The next day Orlik and his unit participated in the battle of Sieraków. During the night, the Germans were repelled by the Polish 9th Uhlan Regiment and 7th Mounted Rifles. However, the Germans counter-attacked with several dozen tanks from the Panzer-Regiment 11 and Panzer-Abteilung 65. During the battle, Orlik claimed to have destroyed seven tanks with his TKS and took two German tank crewmen prisoners with his service pistol. The Polish forces managed to destroy 20 tanks with artillery support. After the battle, he and his unit retreated east and took part in the Siege of Warsaw.

During the Occupation of Poland (1939–45) Orlik was a member of the Home Army.

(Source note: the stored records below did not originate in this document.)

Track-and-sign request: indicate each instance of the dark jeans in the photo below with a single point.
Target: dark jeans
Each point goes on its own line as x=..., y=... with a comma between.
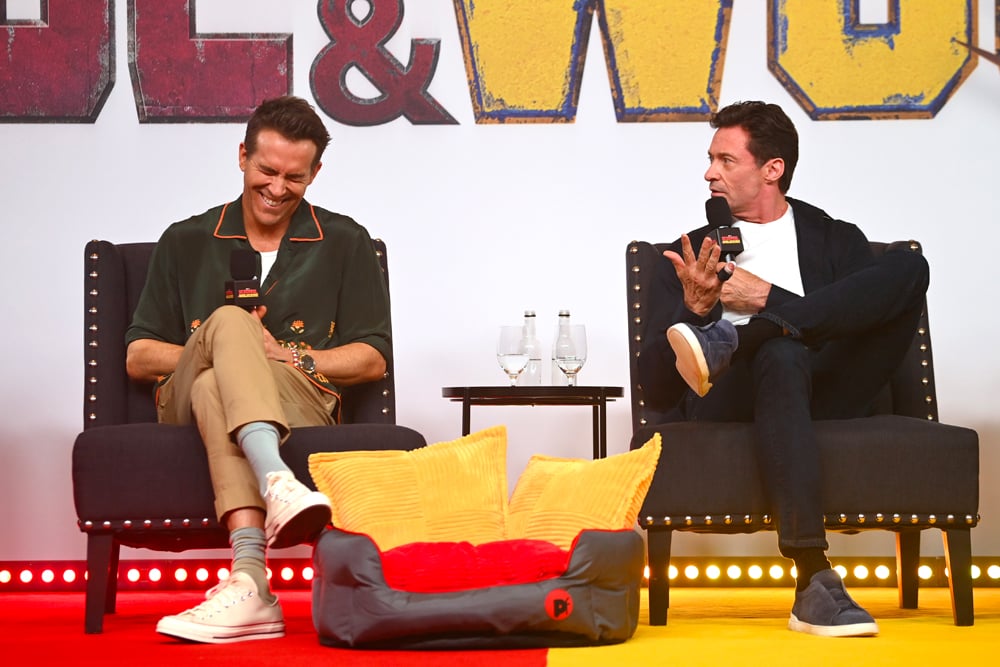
x=846, y=340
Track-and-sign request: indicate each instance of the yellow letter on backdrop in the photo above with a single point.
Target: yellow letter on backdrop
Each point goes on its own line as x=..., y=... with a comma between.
x=837, y=67
x=524, y=60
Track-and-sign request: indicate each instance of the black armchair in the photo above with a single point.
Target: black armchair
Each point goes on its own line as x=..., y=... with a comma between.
x=142, y=484
x=898, y=470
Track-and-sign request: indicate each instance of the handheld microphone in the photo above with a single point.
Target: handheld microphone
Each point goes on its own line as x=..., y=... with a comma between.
x=244, y=288
x=729, y=238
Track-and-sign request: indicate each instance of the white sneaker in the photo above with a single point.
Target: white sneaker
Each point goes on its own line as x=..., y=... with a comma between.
x=294, y=513
x=235, y=612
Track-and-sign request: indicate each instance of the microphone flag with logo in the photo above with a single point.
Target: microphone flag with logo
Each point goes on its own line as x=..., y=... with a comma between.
x=729, y=238
x=244, y=288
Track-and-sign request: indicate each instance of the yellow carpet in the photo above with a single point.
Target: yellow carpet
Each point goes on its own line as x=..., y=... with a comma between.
x=746, y=626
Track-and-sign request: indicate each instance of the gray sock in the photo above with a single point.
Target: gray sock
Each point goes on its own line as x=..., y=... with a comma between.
x=259, y=442
x=249, y=556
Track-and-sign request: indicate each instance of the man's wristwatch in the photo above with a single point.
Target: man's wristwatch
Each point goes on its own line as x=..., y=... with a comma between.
x=307, y=363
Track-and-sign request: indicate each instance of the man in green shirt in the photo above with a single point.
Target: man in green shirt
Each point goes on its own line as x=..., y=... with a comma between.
x=247, y=376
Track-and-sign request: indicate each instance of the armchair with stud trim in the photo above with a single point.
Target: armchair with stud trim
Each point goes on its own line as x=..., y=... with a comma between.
x=898, y=470
x=137, y=483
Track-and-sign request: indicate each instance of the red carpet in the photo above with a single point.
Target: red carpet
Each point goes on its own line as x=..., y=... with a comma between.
x=47, y=629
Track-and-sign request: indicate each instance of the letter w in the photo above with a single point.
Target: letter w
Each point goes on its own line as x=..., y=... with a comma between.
x=525, y=60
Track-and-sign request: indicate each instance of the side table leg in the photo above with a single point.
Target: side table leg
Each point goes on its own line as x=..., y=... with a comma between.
x=466, y=413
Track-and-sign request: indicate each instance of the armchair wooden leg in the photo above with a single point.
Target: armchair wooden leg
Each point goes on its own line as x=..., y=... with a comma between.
x=958, y=558
x=658, y=549
x=102, y=580
x=907, y=566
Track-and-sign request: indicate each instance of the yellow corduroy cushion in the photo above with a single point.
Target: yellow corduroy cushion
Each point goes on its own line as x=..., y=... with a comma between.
x=557, y=498
x=446, y=492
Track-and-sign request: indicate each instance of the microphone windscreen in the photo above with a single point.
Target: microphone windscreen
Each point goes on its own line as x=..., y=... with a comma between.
x=243, y=264
x=718, y=213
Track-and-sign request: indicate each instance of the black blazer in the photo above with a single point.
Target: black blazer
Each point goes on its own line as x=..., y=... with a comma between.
x=828, y=249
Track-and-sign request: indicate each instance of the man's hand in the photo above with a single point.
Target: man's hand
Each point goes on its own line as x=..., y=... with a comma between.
x=698, y=275
x=745, y=292
x=272, y=350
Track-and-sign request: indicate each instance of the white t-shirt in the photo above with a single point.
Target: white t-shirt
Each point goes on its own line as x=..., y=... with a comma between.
x=770, y=251
x=266, y=262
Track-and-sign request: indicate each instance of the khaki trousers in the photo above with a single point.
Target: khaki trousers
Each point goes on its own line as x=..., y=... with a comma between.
x=224, y=381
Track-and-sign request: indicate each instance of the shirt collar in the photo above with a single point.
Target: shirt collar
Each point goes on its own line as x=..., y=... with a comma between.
x=304, y=225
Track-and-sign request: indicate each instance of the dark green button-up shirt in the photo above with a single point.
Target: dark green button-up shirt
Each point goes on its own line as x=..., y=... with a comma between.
x=325, y=289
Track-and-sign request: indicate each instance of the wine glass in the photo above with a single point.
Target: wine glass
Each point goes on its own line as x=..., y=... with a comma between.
x=511, y=357
x=571, y=351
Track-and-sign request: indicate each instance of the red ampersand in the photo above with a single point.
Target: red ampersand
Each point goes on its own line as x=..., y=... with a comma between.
x=360, y=43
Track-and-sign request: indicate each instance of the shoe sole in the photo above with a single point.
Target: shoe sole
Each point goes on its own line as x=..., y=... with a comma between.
x=299, y=525
x=202, y=634
x=691, y=362
x=852, y=630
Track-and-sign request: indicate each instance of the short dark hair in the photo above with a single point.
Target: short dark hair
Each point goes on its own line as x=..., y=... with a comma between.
x=772, y=134
x=291, y=117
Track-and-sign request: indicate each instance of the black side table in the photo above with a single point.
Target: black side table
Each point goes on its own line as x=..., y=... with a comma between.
x=597, y=397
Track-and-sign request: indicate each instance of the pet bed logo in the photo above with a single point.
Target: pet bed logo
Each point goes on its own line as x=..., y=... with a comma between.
x=559, y=605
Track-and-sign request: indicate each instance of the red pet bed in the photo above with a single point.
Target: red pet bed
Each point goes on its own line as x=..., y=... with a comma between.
x=447, y=595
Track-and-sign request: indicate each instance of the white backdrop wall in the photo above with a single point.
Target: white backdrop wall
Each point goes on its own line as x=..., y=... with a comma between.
x=481, y=222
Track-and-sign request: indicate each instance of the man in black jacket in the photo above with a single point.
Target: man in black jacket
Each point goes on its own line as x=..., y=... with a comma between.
x=803, y=324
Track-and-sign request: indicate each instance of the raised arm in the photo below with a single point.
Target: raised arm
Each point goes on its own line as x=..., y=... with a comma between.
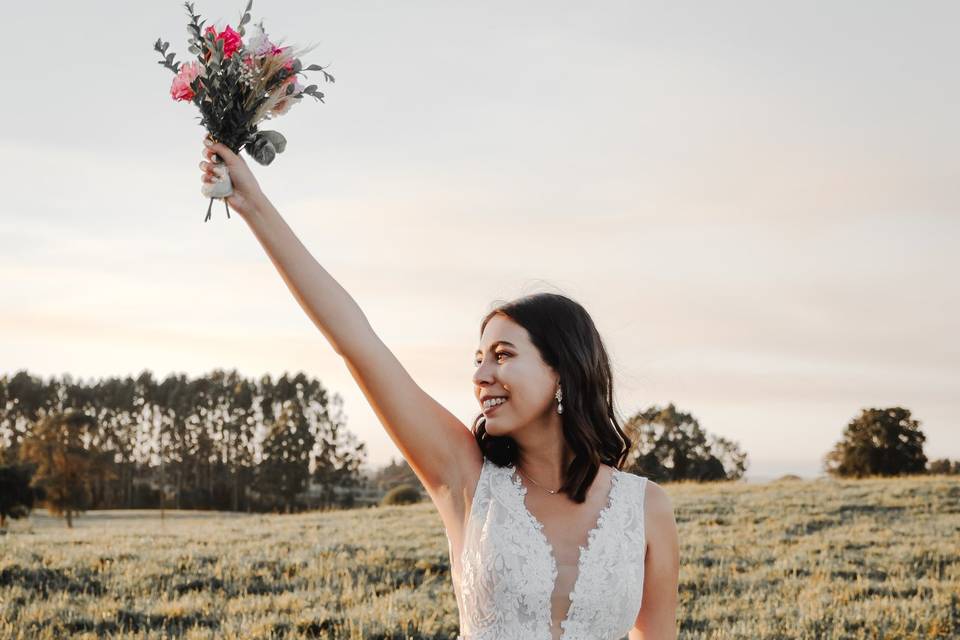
x=439, y=447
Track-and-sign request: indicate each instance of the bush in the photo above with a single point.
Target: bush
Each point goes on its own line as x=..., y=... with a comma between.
x=401, y=494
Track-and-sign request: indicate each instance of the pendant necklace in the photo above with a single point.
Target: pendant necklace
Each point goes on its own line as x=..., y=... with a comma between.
x=537, y=483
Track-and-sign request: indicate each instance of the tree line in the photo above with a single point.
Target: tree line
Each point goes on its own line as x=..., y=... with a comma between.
x=225, y=442
x=219, y=441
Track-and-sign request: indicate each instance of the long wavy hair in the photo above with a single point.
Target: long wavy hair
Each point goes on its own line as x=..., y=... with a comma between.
x=568, y=341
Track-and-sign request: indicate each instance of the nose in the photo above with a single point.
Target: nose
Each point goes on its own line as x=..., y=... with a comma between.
x=482, y=375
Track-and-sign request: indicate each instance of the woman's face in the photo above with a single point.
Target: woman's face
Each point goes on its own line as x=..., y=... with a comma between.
x=510, y=366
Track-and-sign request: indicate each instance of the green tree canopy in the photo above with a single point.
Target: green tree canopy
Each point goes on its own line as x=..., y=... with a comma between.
x=885, y=442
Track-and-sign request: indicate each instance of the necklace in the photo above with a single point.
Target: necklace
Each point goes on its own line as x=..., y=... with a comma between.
x=537, y=483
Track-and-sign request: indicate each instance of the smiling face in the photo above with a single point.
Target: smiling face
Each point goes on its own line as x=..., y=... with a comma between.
x=510, y=366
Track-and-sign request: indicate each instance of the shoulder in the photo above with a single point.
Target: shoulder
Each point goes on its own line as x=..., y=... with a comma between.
x=658, y=514
x=657, y=504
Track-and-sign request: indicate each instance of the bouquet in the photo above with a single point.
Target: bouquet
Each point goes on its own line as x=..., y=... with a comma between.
x=236, y=85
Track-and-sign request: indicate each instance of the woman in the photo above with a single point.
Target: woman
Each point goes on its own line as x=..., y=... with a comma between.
x=548, y=539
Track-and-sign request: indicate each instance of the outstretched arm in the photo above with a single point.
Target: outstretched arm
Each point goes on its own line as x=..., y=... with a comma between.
x=438, y=446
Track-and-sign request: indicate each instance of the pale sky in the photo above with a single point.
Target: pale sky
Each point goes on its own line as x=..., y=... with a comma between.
x=757, y=202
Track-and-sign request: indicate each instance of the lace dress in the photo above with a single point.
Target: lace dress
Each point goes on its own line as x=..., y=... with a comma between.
x=506, y=574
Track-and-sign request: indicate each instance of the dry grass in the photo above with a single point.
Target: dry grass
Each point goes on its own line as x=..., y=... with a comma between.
x=874, y=558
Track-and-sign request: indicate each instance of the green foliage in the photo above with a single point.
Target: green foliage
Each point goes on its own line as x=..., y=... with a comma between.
x=199, y=442
x=883, y=442
x=396, y=472
x=944, y=465
x=17, y=497
x=62, y=449
x=670, y=446
x=401, y=494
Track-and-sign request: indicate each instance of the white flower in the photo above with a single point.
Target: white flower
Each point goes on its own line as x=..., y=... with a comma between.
x=259, y=43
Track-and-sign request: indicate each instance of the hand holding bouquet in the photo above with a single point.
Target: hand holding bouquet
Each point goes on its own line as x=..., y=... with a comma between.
x=236, y=85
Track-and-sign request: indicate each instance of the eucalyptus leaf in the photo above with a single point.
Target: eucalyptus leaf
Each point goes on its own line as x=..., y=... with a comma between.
x=276, y=139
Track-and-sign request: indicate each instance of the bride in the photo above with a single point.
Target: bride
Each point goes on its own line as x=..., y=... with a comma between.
x=548, y=539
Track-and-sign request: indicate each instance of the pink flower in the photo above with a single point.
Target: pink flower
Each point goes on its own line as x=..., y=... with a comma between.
x=231, y=40
x=188, y=72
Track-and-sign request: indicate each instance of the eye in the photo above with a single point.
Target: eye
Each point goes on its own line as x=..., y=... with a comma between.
x=476, y=363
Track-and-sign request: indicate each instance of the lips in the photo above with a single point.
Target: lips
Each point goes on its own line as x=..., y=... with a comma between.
x=489, y=410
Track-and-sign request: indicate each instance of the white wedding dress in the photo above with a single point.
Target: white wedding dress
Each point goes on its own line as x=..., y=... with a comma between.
x=504, y=579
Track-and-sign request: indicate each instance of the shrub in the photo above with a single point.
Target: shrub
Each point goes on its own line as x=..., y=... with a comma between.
x=401, y=494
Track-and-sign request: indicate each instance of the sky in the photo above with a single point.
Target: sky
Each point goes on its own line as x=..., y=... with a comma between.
x=757, y=202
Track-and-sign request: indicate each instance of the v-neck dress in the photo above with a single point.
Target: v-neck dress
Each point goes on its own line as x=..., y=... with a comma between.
x=506, y=574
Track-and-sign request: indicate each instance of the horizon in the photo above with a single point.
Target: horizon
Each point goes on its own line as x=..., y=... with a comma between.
x=758, y=207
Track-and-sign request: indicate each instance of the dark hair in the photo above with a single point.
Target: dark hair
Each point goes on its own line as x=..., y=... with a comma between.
x=568, y=341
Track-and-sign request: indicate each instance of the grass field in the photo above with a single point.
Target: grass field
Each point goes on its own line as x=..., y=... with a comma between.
x=875, y=558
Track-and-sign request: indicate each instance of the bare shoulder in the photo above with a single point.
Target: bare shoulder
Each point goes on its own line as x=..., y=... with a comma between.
x=657, y=616
x=658, y=506
x=453, y=500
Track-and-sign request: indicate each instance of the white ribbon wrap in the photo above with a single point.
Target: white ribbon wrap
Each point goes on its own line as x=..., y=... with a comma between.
x=222, y=186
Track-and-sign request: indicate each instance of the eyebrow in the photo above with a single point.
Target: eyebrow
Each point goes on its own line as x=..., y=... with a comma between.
x=509, y=344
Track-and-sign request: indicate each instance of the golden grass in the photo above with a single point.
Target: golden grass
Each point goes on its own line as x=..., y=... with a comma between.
x=874, y=558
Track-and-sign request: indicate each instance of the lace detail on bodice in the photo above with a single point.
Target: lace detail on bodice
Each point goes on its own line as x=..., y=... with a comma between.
x=507, y=569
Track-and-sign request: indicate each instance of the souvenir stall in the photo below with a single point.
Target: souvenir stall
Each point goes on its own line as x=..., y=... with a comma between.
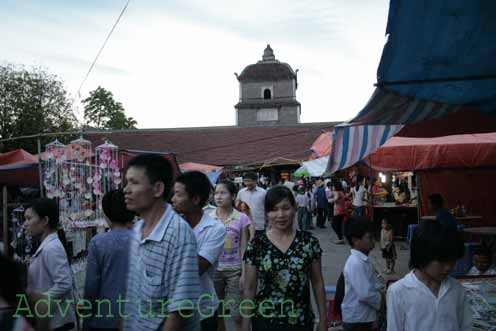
x=77, y=177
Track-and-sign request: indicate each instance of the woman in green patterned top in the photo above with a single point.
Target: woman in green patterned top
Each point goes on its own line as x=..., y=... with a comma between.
x=279, y=265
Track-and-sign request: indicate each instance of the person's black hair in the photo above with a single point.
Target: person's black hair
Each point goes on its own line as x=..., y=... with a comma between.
x=114, y=207
x=433, y=241
x=196, y=184
x=436, y=200
x=157, y=169
x=359, y=182
x=229, y=185
x=251, y=175
x=275, y=195
x=483, y=250
x=357, y=227
x=44, y=207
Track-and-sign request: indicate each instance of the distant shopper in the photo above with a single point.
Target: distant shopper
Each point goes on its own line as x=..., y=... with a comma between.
x=339, y=202
x=302, y=203
x=359, y=193
x=49, y=273
x=427, y=298
x=228, y=276
x=321, y=202
x=108, y=258
x=443, y=216
x=254, y=197
x=387, y=246
x=483, y=263
x=362, y=299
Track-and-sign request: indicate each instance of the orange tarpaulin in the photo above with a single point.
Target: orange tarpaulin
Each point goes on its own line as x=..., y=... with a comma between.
x=322, y=145
x=198, y=166
x=459, y=151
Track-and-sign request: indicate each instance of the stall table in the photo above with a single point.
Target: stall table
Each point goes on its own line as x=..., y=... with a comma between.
x=467, y=221
x=487, y=235
x=482, y=294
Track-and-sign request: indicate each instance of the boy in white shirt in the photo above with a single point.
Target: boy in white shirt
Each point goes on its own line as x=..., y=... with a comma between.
x=362, y=298
x=482, y=263
x=427, y=298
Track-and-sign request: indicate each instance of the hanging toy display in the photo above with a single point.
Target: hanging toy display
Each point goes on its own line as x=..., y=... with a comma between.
x=55, y=175
x=81, y=170
x=107, y=175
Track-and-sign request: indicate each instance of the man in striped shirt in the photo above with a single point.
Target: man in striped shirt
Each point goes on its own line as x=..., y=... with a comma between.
x=163, y=281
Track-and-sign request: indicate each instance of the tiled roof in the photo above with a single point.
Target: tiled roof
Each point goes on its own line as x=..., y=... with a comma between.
x=222, y=146
x=267, y=71
x=257, y=103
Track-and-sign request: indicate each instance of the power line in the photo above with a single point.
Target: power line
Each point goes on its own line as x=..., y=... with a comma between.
x=103, y=46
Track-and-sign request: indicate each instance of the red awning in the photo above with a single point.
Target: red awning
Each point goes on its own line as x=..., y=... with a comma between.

==Post-war architectural career==
After the war Orlik returned to his pre-war studies, after graduating from the Visual Arts College (Wyższa Szkoła Plastyczna) he was employed as an architect in Łódź. He designed the Łódź University Library, built between 1956-1960, and considered to be one of the most elaborate architectural work in the city during the Polish People's Republic era. Orlik also designed the dormitory for foreign students (nicknamed the Tower of Babel) and the Department of Foreign Languages building. He eventually completed his architectural studies at the Wrocław University of Technology and from the beginning of the 1970s, resided and worked in Opole.

==Death==
He died by car accident on 8 April 1982.

==Memorial==
In Pociecha, where the battle was fought, a memorial stone dedicated to Orlik was erected. (Located at ).

==Awards==
 Cross of Valour (Poland)

==Popular culture references==
In the video game World of Tanks, the Orlik's Medal is awarded for destroying two or more enemy tanks or tank destroyers with a light tank. The targets must be at least one tier higher than the player's tank. The game also features the TKS as a playable vehicle.